You know a rom-com has been embedded in Where You Are when Beth emerges from the house in a skimpy nightdress and runs into Patrick, who’s taken his shirt off because it’s hot out and he’s been badgered, passive-aggressively into fixing the roof of the sisters’ deck.

Where You Are is nothing if not cannily constructed to be a comedy of the “I laughed; I cried” variety. It’s rather overtly determined to be heart-warming as well as funny. When things turn that corner of comedy, you realize you’ve been on a trail of clues that have planted on the route to play descriptives that lean into family, love, loss, grief, laughter and tears. I found it all a little assiduous and calculated. But I’m in the minority with these reservations, judging by the opening night audience. They loved it, and leapt to their feet in appreciation.

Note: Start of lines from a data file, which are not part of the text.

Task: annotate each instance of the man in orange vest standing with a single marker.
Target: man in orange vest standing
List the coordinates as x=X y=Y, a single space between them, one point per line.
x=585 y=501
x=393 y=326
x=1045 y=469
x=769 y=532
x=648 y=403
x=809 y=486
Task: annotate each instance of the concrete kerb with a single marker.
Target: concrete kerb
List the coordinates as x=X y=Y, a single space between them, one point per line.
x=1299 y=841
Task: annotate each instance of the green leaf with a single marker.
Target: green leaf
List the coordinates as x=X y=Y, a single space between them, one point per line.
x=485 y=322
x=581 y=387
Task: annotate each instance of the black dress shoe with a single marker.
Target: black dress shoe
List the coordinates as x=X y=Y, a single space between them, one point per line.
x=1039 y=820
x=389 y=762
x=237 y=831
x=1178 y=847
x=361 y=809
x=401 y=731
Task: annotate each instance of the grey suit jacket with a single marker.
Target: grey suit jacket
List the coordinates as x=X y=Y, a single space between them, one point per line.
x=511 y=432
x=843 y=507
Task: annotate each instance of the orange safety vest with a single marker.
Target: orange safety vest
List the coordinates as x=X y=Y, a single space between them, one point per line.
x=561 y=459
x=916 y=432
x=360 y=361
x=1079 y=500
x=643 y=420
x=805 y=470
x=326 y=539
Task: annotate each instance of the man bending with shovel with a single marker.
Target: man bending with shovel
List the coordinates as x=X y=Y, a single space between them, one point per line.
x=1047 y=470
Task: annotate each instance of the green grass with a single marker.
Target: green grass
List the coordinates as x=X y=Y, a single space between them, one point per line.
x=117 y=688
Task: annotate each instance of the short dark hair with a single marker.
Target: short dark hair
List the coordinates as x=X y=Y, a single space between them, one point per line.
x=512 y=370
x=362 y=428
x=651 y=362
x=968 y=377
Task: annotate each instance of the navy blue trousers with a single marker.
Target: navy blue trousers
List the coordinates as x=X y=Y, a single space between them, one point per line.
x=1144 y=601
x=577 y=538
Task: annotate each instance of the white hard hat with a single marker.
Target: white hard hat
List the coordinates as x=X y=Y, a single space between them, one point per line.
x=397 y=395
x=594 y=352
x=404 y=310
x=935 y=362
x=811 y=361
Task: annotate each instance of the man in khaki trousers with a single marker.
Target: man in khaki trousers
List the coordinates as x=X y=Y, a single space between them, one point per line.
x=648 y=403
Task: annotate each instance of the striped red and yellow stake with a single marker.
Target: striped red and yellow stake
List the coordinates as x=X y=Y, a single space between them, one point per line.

Having said that I must add that there’s fun to be had at this amiable show, beautifully produced. Da Silva is deft hand with comic lines. And Hudson’s cast, Cairns, Stewart, Hulowski and Campbell, are actors with comic chops who know how to make the most of them.

REVIEW

Where You Are

Theatre: Shadow Theatre

Written by: Kristen Da Silva

Directed by: John Hudson

Starring: Coralie Cairns, Davina Stewart, Nikki Hulowski, Brennan Campbell

Where: Varscona Theatre, 10329 83 Ave.